In all of these instances, as well as others that could be named, what differentiates mere human interaction from actual Christian fellowship is the emphasis upon spiritual matters. Once two Christians turn their conversation and their focus toward the spiritual (i.e., talking about God the Father, Jesus, God the Holy Spirit, the Bible, prayer, worship, church, God’s will, prophecy, etc.), they begin to fellowship in a way that only Christians can. In other words, two Christians sitting beside one another at a football game and talking about how talented the other’s team quarterback is doesn’t constitute Christian fellowship. On the other hand, if those same two Christians sitting at that same game start talking about their Sunday School lesson from the previous week or how Romans chapter 11 should be interpreted, they begin to engage in Christian fellowship.
The Greek word translated in the New Testament as “fellowship” is koinonia. It’s a word that comes from another Greek word, koinos, which means “common.” As such, koinonia can be defined as “a sharing in common.” This sharing is much more than mere friendship, tolerance, or acceptance. It is a community in which the participants share fundamental spiritual commonalities.
With this in mind, what each supposed Christian should do, by way of personal examination, is ask himself or herself: “Do I enjoy being around Christians or do I enjoy being around lost people? Would I rather work beside a Christian or a lost person? Would I rather sit at a ballgame next to a Christian or a lost person? Would I rather live beside a Christian or a lost person? If I have to get in a car and take a road trip, would I rather be in there with a carload of Christians or a carload of lost people?” John says, “If you are a legitimate Christian, you’ll have a desire to fellowship with other Christians.” This fellowship isn’t the only evidence of salvation, but it’s certainly a good place to start.
Pastor Mckinney the problem I have and always had is I would rather be by myself or my wife. I don’t really know how to hang with people. Now I have tried but it just never worked out.

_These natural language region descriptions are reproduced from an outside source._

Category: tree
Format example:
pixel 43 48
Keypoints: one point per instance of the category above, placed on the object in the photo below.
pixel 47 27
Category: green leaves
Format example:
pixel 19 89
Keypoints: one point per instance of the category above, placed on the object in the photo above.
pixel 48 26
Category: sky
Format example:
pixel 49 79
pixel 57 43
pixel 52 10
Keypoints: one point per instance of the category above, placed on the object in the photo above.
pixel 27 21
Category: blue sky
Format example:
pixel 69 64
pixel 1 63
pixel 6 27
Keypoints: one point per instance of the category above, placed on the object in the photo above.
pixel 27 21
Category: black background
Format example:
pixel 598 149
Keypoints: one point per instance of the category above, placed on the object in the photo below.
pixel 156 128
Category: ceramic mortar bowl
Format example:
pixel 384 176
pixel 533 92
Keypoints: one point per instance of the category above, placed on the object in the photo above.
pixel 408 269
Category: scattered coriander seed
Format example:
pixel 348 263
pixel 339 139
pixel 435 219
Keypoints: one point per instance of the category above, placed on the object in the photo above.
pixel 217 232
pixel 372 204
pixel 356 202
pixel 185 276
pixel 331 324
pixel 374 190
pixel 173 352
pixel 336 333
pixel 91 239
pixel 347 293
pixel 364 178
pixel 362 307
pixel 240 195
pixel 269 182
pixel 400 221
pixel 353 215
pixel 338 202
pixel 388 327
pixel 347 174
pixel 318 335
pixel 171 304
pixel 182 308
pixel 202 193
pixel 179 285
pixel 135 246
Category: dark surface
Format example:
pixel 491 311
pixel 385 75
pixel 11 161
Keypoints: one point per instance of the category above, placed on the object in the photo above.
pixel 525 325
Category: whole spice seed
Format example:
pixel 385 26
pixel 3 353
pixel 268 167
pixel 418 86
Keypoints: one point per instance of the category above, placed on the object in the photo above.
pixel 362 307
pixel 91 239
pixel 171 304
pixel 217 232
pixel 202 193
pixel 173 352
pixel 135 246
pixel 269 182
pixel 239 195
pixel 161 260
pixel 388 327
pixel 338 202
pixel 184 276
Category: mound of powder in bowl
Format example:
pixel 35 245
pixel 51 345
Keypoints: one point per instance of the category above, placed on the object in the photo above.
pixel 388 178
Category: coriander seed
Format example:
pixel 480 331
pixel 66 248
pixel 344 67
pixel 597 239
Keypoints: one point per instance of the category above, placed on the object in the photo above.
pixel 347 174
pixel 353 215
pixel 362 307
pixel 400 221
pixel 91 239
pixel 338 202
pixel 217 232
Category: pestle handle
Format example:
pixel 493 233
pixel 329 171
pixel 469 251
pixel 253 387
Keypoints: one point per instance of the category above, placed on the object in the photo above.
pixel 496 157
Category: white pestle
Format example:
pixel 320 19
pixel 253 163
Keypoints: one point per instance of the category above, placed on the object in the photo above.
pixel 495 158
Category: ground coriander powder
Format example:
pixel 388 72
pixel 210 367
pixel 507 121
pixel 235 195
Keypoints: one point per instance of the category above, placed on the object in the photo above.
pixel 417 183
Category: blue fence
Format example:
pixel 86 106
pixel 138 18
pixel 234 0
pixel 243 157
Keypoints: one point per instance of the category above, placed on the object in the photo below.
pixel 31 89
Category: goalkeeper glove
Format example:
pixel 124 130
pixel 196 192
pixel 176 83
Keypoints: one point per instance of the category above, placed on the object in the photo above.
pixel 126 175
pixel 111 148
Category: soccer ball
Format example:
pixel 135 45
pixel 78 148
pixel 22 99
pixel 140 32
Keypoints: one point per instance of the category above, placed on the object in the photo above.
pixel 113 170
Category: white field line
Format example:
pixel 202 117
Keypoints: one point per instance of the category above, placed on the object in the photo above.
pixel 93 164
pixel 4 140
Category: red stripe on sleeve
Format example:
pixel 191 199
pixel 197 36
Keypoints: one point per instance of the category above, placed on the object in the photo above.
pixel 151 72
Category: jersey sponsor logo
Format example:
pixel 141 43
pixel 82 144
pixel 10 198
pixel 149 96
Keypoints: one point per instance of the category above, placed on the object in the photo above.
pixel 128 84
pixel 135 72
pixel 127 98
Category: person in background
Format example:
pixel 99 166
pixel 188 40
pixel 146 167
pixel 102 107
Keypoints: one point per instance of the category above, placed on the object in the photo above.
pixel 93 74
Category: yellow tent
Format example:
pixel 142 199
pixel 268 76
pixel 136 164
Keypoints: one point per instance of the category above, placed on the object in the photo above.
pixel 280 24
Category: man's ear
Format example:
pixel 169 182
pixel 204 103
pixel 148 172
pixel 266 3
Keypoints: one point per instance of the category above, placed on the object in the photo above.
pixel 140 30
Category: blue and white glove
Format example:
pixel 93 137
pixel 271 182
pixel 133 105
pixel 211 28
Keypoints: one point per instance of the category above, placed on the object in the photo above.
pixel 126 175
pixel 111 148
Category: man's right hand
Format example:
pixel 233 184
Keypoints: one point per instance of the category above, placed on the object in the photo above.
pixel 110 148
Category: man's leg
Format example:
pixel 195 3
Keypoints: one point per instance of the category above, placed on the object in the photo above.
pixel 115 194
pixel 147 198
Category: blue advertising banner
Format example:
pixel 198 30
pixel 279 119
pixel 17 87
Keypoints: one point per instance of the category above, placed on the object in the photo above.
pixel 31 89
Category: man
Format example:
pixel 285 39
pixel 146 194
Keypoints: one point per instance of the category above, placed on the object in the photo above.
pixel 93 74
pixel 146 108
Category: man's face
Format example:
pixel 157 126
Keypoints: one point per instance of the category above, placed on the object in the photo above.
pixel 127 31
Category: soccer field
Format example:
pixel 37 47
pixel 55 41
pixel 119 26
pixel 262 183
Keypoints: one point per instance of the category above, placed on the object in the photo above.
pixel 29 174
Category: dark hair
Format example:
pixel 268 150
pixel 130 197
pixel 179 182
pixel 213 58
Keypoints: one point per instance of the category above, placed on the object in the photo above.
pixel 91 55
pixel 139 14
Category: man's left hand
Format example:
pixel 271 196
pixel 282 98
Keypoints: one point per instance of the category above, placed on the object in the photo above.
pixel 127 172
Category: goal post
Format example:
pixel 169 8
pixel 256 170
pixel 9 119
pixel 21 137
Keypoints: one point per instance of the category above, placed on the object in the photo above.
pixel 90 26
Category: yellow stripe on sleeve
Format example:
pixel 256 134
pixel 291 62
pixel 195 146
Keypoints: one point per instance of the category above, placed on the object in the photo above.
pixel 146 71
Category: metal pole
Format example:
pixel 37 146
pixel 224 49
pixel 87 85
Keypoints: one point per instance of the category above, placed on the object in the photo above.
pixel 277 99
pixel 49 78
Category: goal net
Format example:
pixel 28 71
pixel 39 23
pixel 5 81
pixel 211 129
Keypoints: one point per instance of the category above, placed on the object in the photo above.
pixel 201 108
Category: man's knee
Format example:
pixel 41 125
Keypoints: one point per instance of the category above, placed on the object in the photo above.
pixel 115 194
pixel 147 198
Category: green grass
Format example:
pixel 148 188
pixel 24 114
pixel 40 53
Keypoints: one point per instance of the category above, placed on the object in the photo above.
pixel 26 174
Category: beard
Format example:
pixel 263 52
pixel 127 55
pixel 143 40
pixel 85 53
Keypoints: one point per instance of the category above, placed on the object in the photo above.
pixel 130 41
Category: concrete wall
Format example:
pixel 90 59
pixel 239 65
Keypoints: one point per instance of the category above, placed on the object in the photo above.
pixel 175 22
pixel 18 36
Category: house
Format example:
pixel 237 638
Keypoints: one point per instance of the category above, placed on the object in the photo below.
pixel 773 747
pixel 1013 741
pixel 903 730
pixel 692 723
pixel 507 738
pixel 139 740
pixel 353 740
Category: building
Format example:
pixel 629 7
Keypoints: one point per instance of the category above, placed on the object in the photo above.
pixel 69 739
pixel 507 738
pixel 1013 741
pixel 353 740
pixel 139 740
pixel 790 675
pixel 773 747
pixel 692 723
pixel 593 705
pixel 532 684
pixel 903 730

You aren’t the only person who is wired this way. I myself am very much a loner. And I’m not advocating that you and your wife rush right out and join a bunch of groups. But there really is something to be said for fellowship that is truly Christian. It’s a definite Bible topic. So, I would advise you to talk to the Lord about the matter in prayer and ask Him to show you where to comfortably find such fellowship.